Richiamati dal rumore degli spari, i poliziotti ingusci si sono diretti verso l'asilo. Giunti sul posto essi hanno richiesto l'identità degli sconosciuti e hanno cercato di dirigersi verso il corpo di Apti Dolakov, ma sono stati minacciati. Puntando le armi contro i poliziotti e gli OMON, gli sconosciuti hanno gridato: "Non provate ad avvicinarvi o spariamo". Il confronto tra le due parti è durato poco: gli sconosciuti bloccati dai poliziotti hanno chiamato i soccorsi con i ricetrasmettitori.

All'asilo si è radunata una folla di cittadini indignati, che avrebbero voluto punire gli assassini. Solo grazie all'intervento decisivo dei militari ingusci si è riusciti a trattenere la folla.
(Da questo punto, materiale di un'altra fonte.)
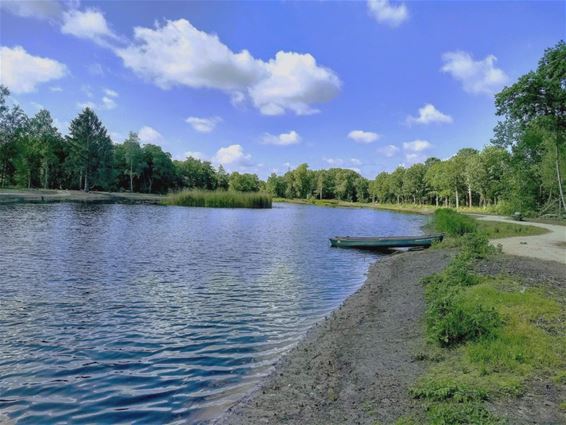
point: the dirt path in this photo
(550, 246)
(355, 367)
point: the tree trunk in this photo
(131, 178)
(559, 178)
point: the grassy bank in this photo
(487, 336)
(219, 199)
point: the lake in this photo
(149, 314)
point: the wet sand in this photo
(356, 366)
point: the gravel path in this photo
(550, 246)
(356, 366)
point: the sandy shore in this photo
(548, 246)
(9, 196)
(356, 366)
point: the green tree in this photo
(539, 98)
(91, 150)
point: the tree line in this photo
(34, 154)
(521, 169)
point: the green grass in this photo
(488, 335)
(219, 199)
(497, 229)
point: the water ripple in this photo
(145, 314)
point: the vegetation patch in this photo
(494, 333)
(219, 199)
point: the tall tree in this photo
(539, 98)
(91, 150)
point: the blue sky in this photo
(263, 86)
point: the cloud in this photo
(203, 125)
(365, 137)
(89, 24)
(414, 151)
(110, 93)
(346, 163)
(417, 145)
(480, 76)
(150, 135)
(233, 155)
(197, 155)
(283, 139)
(107, 102)
(294, 83)
(429, 114)
(386, 13)
(388, 151)
(40, 9)
(22, 72)
(178, 54)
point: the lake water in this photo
(148, 314)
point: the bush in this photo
(451, 320)
(452, 223)
(220, 199)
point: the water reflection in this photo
(117, 313)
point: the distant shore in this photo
(12, 196)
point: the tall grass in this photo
(219, 199)
(490, 335)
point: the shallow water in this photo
(148, 314)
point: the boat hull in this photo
(385, 243)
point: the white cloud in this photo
(150, 135)
(388, 151)
(295, 82)
(233, 155)
(40, 9)
(429, 114)
(203, 125)
(355, 161)
(193, 154)
(386, 13)
(108, 102)
(417, 145)
(177, 53)
(414, 151)
(481, 76)
(110, 93)
(283, 139)
(88, 104)
(360, 136)
(89, 24)
(339, 162)
(22, 72)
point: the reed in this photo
(219, 199)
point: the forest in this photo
(521, 169)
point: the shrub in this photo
(451, 320)
(450, 222)
(220, 199)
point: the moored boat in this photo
(391, 242)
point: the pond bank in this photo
(12, 196)
(356, 366)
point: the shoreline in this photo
(357, 363)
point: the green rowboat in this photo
(385, 243)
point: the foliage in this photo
(499, 333)
(452, 223)
(219, 199)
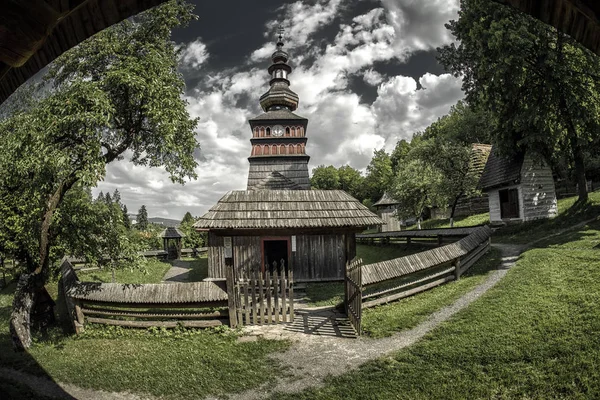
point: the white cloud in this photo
(341, 129)
(194, 55)
(372, 77)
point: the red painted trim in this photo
(273, 238)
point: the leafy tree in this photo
(125, 214)
(142, 219)
(453, 162)
(193, 239)
(539, 85)
(117, 91)
(415, 187)
(379, 175)
(463, 124)
(326, 178)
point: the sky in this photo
(365, 71)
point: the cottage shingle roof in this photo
(273, 209)
(171, 233)
(276, 181)
(500, 171)
(278, 115)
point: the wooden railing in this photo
(260, 298)
(143, 305)
(391, 280)
(353, 294)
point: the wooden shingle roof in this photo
(500, 171)
(171, 233)
(279, 209)
(276, 181)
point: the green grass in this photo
(175, 364)
(459, 222)
(199, 268)
(385, 320)
(154, 271)
(332, 293)
(570, 212)
(535, 335)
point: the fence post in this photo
(231, 296)
(457, 269)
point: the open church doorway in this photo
(275, 254)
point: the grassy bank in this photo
(533, 336)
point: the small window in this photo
(509, 203)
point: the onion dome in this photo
(279, 96)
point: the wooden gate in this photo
(259, 298)
(353, 294)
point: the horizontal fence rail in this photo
(195, 304)
(392, 280)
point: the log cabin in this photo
(278, 222)
(519, 189)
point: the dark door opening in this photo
(275, 254)
(509, 203)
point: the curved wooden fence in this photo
(386, 281)
(196, 304)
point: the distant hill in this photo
(166, 222)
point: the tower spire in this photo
(279, 96)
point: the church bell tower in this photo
(278, 159)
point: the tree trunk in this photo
(24, 298)
(20, 317)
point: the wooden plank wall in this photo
(392, 223)
(317, 257)
(537, 191)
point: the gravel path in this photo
(178, 272)
(314, 357)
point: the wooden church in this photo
(278, 222)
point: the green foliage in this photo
(539, 86)
(532, 336)
(379, 175)
(193, 239)
(417, 186)
(117, 91)
(142, 219)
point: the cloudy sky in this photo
(365, 72)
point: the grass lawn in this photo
(199, 267)
(185, 363)
(569, 213)
(152, 273)
(332, 293)
(407, 313)
(535, 335)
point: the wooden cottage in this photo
(278, 222)
(386, 209)
(518, 189)
(311, 231)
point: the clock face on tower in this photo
(277, 131)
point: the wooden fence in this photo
(197, 304)
(353, 294)
(435, 237)
(391, 280)
(260, 298)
Nonostante il fatto che sul posto dell'omicidio fossero arrivati dei collaboratori delle strutture delle forze federali di sicurezza su piccoli fuoristrada e poi su blindati, dei militari locali avevano disarmato e portato al GOVD (Sezione Cittadina degli Affari Interni) i diretti colpevoli della morte di Apti Dolakov. Secondo le parole dei militari locali, gli arrestati si sono rifiutati di fornire le proprie generalità e spiegare i motivi delle loro azioni. Ma durante la perquisizione fra i loro documenti è stata rinvenuta una certificazione che li qualificava come collaboratori dell'FSB (Servizio Federale di Sicurezza). Uno degli arrestati (era persino in divisa, di nazionalità cecena) aveva con sé dei documenti dai quali emergeva che era l'«ex luogotenente Morzanašvili Mador Sergeevič». A quattro partecipanti all'uccisione di nazionalità russa sono stati trovati certificati con cognomi ingusci. Durante la perquisizione di un inguscio si è trovato un certificato di collaboratore dei servizi speciali con un cognome azero. Sui documenti degli altri dodici arrestati c'erano cognomi slavi, ma, probabilmente, anch'essi fittizi .
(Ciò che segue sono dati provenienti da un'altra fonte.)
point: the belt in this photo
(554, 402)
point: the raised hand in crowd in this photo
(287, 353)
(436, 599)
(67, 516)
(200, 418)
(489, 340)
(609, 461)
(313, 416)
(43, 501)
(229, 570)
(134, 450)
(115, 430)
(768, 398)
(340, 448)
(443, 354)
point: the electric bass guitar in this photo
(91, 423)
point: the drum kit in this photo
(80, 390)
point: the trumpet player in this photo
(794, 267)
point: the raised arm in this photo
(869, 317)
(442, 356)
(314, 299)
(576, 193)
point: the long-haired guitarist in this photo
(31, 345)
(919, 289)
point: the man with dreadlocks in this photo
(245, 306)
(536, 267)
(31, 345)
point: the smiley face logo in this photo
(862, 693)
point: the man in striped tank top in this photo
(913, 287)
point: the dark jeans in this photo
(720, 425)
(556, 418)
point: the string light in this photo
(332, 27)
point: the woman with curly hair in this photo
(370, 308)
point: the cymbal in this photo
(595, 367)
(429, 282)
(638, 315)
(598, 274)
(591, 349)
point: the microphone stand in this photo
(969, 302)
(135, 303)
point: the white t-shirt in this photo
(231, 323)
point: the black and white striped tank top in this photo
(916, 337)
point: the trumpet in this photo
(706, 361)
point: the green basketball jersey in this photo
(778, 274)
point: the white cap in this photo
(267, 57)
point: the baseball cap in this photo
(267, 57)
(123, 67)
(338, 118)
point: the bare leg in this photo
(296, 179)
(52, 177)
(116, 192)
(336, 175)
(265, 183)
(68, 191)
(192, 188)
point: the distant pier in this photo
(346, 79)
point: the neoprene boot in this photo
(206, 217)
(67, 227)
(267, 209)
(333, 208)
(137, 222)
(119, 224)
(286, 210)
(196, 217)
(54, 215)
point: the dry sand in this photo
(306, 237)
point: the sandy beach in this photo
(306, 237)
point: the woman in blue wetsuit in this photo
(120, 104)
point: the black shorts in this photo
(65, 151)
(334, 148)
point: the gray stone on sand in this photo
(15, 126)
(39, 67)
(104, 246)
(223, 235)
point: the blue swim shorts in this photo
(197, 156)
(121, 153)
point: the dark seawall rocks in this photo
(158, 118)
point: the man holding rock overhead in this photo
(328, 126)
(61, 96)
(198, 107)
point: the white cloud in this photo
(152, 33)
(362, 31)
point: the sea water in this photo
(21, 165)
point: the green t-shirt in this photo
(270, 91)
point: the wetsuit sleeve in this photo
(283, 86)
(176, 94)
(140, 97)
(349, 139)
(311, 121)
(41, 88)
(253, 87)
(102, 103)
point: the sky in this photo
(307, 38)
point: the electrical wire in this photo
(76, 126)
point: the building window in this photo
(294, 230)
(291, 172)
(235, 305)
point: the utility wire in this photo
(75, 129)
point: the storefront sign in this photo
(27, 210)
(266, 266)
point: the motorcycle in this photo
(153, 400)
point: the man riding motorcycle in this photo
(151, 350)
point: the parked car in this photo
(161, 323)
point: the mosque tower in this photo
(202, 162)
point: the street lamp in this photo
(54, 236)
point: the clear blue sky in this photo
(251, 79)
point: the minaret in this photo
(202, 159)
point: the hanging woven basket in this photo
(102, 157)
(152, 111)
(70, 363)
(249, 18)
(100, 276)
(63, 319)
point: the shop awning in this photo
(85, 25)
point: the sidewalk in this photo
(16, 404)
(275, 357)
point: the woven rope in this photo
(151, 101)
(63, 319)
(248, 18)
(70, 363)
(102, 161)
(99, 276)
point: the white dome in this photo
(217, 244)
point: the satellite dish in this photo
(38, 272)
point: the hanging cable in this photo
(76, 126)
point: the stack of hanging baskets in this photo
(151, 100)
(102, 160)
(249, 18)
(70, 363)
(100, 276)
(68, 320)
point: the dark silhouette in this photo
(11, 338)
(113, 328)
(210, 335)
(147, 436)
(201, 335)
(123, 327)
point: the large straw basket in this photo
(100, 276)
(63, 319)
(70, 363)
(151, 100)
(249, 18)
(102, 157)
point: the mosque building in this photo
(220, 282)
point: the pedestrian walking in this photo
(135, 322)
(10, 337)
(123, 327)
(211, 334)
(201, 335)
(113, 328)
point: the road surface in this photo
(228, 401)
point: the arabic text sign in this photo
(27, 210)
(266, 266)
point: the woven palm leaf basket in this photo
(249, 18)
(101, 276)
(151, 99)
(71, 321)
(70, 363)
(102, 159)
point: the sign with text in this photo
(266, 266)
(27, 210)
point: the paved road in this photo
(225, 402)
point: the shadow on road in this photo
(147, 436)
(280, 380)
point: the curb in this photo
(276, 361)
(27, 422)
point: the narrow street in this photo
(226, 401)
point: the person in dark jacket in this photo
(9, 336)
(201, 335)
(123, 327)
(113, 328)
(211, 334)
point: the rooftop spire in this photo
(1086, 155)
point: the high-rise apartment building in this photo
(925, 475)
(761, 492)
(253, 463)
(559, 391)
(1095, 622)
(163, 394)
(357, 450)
Presto all'OVD (Sezione degli Affari Interni) della città di Karabulak si sono presentati alcuni alti funzionari dell'UFSB (Direzione del Servizio Federale di Sicurezza) per l'Inguscezia. Hanno richiesto la liberazione degli arrestati, la cessazione di qualsiasi inchiesta nei loro riguardi, e, cosa più importante, hanno ordinato di portare i bossoli e la pistola con la quale era stato ucciso Apti Dolakov. Secondo i collaboratori della polizia inguscia, l'alto funzionario dell'FSB era preoccupato soprattutto da questa pistola e dall'uomo che aveva sparato con essa, sebbene alla vittima avessero estratto un intero arsenale e di un'altra arma: pistole «Stečkina», automatiche e mitragliatrici. Non è stata consentita la perizia su questa pistola, per verificare che fosse stata usata per compiere altre operazioni criminali clamorose. Nonostante l'opinione contraria degli ufficiali e dei collaboratori ordinari della polizia di Karabulak, verso la sera dello stesso giorno per ordine del Ministro degli Affari Interni dell'Inguscezia, gli assassini sono stati lasciati andare.
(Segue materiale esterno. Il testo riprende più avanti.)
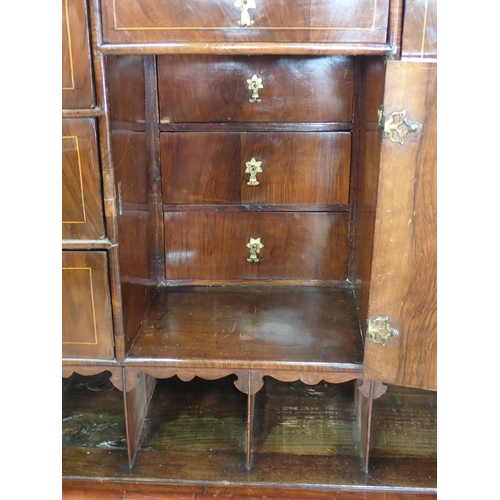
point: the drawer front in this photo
(86, 308)
(292, 89)
(256, 168)
(82, 206)
(263, 20)
(208, 246)
(77, 85)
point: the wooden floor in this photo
(192, 445)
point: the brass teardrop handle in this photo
(255, 84)
(255, 246)
(253, 168)
(244, 5)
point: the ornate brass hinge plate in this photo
(255, 246)
(244, 5)
(396, 126)
(253, 168)
(380, 331)
(255, 84)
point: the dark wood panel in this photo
(215, 89)
(200, 167)
(297, 168)
(420, 29)
(77, 84)
(127, 89)
(289, 325)
(82, 204)
(273, 20)
(86, 308)
(308, 169)
(297, 424)
(129, 161)
(296, 245)
(403, 279)
(365, 181)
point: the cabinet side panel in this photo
(135, 212)
(403, 279)
(365, 182)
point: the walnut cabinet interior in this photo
(251, 191)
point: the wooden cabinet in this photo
(268, 197)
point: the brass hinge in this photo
(396, 127)
(380, 330)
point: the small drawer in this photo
(77, 84)
(257, 89)
(354, 21)
(86, 308)
(82, 206)
(256, 168)
(216, 245)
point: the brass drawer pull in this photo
(254, 245)
(244, 5)
(255, 84)
(253, 168)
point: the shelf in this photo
(251, 327)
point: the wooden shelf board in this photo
(256, 327)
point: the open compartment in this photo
(217, 280)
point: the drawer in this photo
(260, 20)
(77, 84)
(209, 246)
(296, 168)
(86, 308)
(291, 89)
(82, 206)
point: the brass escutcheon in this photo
(253, 168)
(255, 84)
(380, 331)
(254, 245)
(396, 127)
(244, 5)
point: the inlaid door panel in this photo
(263, 20)
(217, 245)
(82, 204)
(403, 278)
(420, 29)
(77, 83)
(86, 308)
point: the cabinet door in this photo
(403, 278)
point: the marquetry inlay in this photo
(254, 27)
(68, 31)
(74, 146)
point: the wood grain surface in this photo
(215, 89)
(213, 245)
(281, 325)
(274, 20)
(297, 168)
(403, 279)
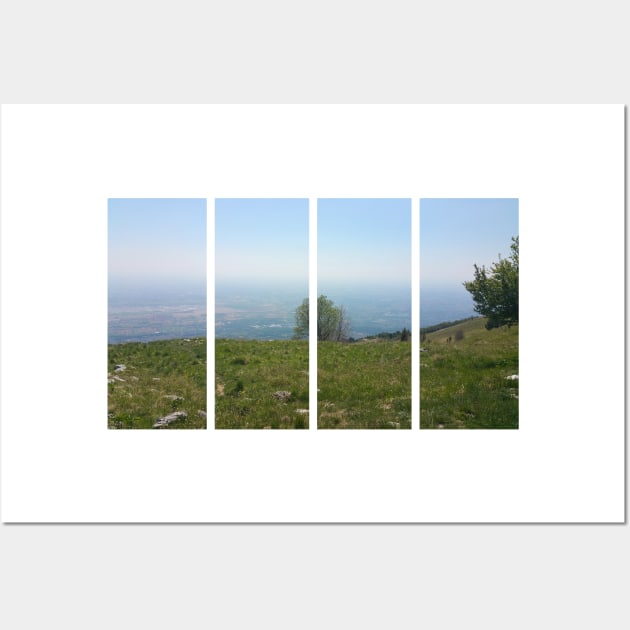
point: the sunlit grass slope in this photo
(155, 379)
(364, 385)
(467, 377)
(261, 384)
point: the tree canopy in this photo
(495, 291)
(332, 322)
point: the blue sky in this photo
(261, 240)
(456, 234)
(363, 242)
(157, 240)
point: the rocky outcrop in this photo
(165, 421)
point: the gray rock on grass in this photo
(164, 421)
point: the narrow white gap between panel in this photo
(415, 314)
(210, 317)
(312, 314)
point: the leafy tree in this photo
(495, 291)
(332, 321)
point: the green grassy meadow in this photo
(249, 373)
(364, 385)
(158, 378)
(463, 377)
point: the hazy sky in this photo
(157, 240)
(456, 234)
(261, 240)
(364, 241)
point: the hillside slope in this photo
(469, 377)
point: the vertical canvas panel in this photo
(156, 373)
Si, la voce di Anna Politkovskaja, giornalista di talento e difensore dei diritti umani, è stata zittita, ma il suo ricordo resta nei nostri cuori. E, cosa più importante, di lei si ricorderanno a lungo non solo i politici, ma la gente semplice, gli abitanti del Caucaso - i protagonisti dei suoi articoli. Le persone che amava, e per le quali viveva. Con la sua morte è diminuita la corrente di informazione veridica e dolorosa per il potere, dai «punti caldi» caucasici, si è chiuso con fracasso un altro battente di una finestra che sta concludendo la «glasnost'» in Russia.